I got a lot out of the book Same Side Selling by Jack Quarles and Ian Altman. It was one of my Must Reads in 2015 and one of my top business books to read for 2016. What I liked most about their approach was that, unlike most sales books, they don’t focus on driving the client to ‘yes’. They encourage you to examine your business model’s strengths and weaknesses, understand what customer problem(s) your solution or product solves, and identify your target clients. As I wrote back in July 2015, they don’t teach closing techniques:
Instead, they take a long-term view to the sales process and drive the delivery of value to the customer as the basis for a long-term relationship.

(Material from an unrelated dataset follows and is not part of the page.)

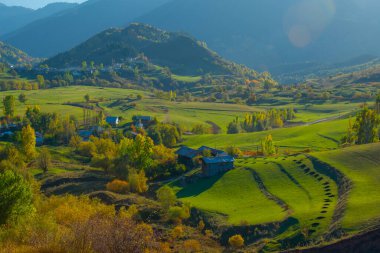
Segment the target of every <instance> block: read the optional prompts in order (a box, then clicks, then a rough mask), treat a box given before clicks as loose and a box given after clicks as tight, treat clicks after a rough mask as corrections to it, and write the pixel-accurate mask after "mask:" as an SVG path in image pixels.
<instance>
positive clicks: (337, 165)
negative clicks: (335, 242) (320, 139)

In other words, they propose an approach where the seller offers value by working together with the buyer to build a solution, or offer a product, that solves a buyer’s specific problem.
Given how much I liked the book, I decided to grab a copy of Altman’s Upside Down Selling.
It’s hard to tell which of the two books came first. It looks as though they were being written at the same time. Upside Down Selling was published in January 2014, and Same Side Selling was published in March 2014. Based on the content it’s not a surprise. Upside Down Selling is more or less a summary, or Cliffs Notes version of the ideas presented in Same Side Selling.
That’s not to say that Upside Down Selling isn’t good. If you haven’t read Same Side Selling and want to get a quick overview of Altman’s concepts, then you’ll want to get yourself a copy. At approximately 50 pages, it’s a quick read. You’ll walk away with a lot of practical ideas that you can implement in your business right away. If you like what you read there, then you can pick-up Same Side Selling and do for a deeper dive. Personally, I’d recommend jumping straight into Same Side Selling and then using Upside Down Selling as a reference book anytime you want to refresh your memory of the concepts or tune up your sales processes.
Even though I’m not going to put Upside Down Selling on my Must Read list, I’m still a huge fan of Ian Altman’s ideas and concepts. It embodies my philosophy of sales. It’s not about learning techniques that get the customer to sign on the dotted line. Sales is about delivering a service or product of value to your customers. When you deliver value, you don’t need fancy closing techniques to secure business. You just need a good marketing strategy to get the word out about the value you offer to your target client base. And as you would expect, Altman offers up concepts and ideas to help there, too.
If you’re not convinced, pick up Upside Down Selling to get a taste of his work. You won’t regret it, especially if you’re starting up a business, building a business, or making a living in sales.